X300Aがデスクトップで力を発揮するだろうと僕が見込んだその理由。それはX300AがKEFの象徴的技術である同軸ドライバー・ユニット「Uni-Q」を採用していることだ。ご存知の方には要らぬ説明だろうが説明しておこう。

一見するとドライバー1基のフルレンジ1発構成スピーカーにも見えるが、これがKEFの誇る同軸Uni-Qドライバー

高音再生用にトゥイーター、低音再生用にウーファーというドライバーをそれぞれ搭載する2ウェイ構成のスピーカーは、高音から低音まで幅広く充実した再生が行える。しかし一方で、高音と低音が別のドライバー=別の位置から放射されるため、そのズレによって音の定位(フォーカスや配置)が甘くなるという弱点もある。

そこで登場、同軸ドライバー! 同軸ドライバーとはざっくりと言うと、ウーファーの中央部分にトゥイーターを埋め込んだ形で合体させたドライバー。こうするとウーファーとトゥイーターの中心軸が同じくなる=すなわち同軸! これで定位の問題は解決だ!

中心部のこれが実はツイーター。妙なフィンが付いているがそれも音響的な意味がある(後述)

そしてここからは僕の意見だが、同軸ドライバーの効果はスピーカーとリスナーの距離が近いほどにより顕著になる。人間の耳はより近距離であるほどに音の出た位置を正確に認識する。デスクトップ設置での超ニアフィールド・リスニングでは、トゥイーターとウーファーが普通に別々に配置されていると、違和感をより感じやすいと言える。そこで同軸配置の効果が大きい! …はずなのだ。そこは後ほどの試聴チェックで確認したい。

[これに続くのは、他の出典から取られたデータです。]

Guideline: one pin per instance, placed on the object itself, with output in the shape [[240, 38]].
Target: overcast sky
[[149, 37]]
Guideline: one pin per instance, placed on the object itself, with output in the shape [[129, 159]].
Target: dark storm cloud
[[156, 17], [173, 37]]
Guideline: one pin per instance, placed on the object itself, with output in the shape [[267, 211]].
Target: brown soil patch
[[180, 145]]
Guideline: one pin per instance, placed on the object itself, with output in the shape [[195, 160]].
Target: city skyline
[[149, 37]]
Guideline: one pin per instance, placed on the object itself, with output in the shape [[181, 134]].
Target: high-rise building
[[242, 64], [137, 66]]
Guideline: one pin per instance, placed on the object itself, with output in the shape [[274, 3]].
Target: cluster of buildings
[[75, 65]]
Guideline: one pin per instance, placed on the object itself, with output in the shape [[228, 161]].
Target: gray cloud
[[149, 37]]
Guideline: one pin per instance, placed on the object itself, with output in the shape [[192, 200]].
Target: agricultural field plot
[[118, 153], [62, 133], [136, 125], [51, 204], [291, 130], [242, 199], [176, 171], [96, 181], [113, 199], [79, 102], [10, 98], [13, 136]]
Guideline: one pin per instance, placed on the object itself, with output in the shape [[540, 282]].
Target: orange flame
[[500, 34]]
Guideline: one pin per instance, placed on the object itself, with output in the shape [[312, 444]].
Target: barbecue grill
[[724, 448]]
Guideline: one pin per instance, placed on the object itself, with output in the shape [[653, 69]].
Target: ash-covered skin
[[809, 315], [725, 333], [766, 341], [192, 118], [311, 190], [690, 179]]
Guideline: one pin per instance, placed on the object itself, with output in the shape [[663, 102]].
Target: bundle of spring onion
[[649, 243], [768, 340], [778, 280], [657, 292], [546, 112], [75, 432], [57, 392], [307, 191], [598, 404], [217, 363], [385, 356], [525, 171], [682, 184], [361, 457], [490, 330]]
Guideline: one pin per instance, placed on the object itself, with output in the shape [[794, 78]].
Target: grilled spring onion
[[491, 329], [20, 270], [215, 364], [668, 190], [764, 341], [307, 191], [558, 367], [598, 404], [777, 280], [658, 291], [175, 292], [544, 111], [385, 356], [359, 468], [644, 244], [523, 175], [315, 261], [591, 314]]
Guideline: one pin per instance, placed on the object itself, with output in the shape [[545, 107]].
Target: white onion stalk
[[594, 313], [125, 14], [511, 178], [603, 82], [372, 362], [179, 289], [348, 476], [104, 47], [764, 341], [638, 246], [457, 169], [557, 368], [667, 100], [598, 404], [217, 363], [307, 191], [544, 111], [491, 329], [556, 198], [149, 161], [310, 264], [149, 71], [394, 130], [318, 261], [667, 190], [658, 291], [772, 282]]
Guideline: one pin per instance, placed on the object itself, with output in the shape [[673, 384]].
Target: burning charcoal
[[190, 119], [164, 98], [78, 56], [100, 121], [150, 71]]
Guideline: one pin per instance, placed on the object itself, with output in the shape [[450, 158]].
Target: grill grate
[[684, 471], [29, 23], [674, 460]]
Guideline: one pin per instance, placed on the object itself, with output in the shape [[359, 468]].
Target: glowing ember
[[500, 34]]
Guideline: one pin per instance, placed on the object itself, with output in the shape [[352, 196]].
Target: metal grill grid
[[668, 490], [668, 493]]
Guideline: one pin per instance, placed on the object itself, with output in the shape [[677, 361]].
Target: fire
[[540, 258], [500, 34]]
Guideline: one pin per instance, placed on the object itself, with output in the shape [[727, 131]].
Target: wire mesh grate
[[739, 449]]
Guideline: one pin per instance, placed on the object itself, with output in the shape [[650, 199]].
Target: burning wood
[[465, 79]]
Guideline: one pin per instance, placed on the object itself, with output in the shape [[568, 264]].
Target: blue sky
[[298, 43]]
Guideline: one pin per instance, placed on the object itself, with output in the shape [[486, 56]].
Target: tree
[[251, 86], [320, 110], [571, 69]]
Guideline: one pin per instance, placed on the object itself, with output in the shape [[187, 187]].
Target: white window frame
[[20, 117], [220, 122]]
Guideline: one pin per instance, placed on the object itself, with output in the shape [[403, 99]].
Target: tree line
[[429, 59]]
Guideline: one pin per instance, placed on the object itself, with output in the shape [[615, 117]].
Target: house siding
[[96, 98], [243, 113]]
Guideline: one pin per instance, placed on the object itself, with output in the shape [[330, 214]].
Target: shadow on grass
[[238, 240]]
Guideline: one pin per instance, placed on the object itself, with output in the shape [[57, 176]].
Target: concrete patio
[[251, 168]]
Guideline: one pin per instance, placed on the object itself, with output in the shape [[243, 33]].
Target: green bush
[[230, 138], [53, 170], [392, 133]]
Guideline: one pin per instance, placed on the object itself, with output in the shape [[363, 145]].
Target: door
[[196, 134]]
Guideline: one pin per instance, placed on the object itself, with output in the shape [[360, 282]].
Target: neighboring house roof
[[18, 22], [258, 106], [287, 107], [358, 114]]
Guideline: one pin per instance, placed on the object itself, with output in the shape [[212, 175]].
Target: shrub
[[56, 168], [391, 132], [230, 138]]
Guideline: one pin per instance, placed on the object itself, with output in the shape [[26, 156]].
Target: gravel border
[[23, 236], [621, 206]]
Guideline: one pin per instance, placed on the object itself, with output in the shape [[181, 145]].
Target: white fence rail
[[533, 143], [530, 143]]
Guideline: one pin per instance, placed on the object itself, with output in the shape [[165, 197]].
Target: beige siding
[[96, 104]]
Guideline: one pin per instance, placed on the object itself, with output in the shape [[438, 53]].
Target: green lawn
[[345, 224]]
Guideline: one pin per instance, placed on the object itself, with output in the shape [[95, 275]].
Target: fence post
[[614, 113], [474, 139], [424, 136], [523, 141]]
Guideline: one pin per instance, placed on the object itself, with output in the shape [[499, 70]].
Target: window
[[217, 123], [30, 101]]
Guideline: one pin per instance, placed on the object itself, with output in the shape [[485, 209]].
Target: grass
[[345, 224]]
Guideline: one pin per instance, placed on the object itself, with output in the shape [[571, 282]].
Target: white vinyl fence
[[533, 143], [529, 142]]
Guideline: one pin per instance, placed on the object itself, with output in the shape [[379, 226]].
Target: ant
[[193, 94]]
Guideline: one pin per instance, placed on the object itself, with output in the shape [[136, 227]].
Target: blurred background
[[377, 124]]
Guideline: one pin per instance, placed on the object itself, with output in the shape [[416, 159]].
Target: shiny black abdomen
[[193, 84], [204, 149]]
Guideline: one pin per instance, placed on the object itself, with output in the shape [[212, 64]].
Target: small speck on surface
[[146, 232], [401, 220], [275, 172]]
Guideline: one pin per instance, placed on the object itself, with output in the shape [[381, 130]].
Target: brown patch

■96/24USB-DAC機能付きバスレフ型スピーカー。X300Aの仕様を一挙にご紹介!

まずはX300Aのその他の概要を確認しておこう。

Uni-Qドライバーは130mm径ウーファーと25mm径トゥイーターで構成される。振動板の材質は軽量で剛性の高いマグネシウム・アルミニウム合金。軽い=軽快に振動する、剛性が高い=正確に振動するわけだ。トゥイーターの前方に設置されているフィンは「タンジェリンウェーブガイド」というもので、トゥイーターから放射される高音を良い具合に拡散させて音を調整する役割がある。

スピーカーとしての基本構造としてはバスレフ型を採用。空気を抜きつつ共鳴させて低音を増強する筒=バスレフのポートが背面に搭載されている。

すぽっと空いているバスレフポート。音量を上るとベースやバスドラムの低音に合わせてここから空気が吹き出るのがわかる

この点は本機の設置において重要なポイントだ。バスレフポートからは共鳴した低音が放出される。そのため本機の背面近くに壁面があると、そこで音が壁との間に響いて低音がさらに膨らむ場合があるのだ。この場合の膨らむというのは意図しない膨らみであり、好ましくない結果になる場合も多い。この点は試聴時に確認する。

それとも関連するが、本機にはバスレフポートに詰めるスポンジも付属する。これはポートに入れる空気抵抗であり、低音が出過ぎる場合などにはこれを使うことでバスレフの効き具合を弱くすることができるのだ。

これが付属のスポンジ。二重構造になっていて、そのまま使うか中央部を抜いて使うかでバスレフの調整の具合を選択できる

このようにバスレフポートに詰め込んで使う

USB-DAC部分の基本スペックは96kHz/24bitまでの対応。PCとの伝送にはアシンクロナス方式を採用している。本機の側のより正確なクロック(基準信号)をベースに伝送することで音質に有害なジッターの発生を抑えている。左右のスピーカーの接続部もUSBなのは面白い、というか珍しい。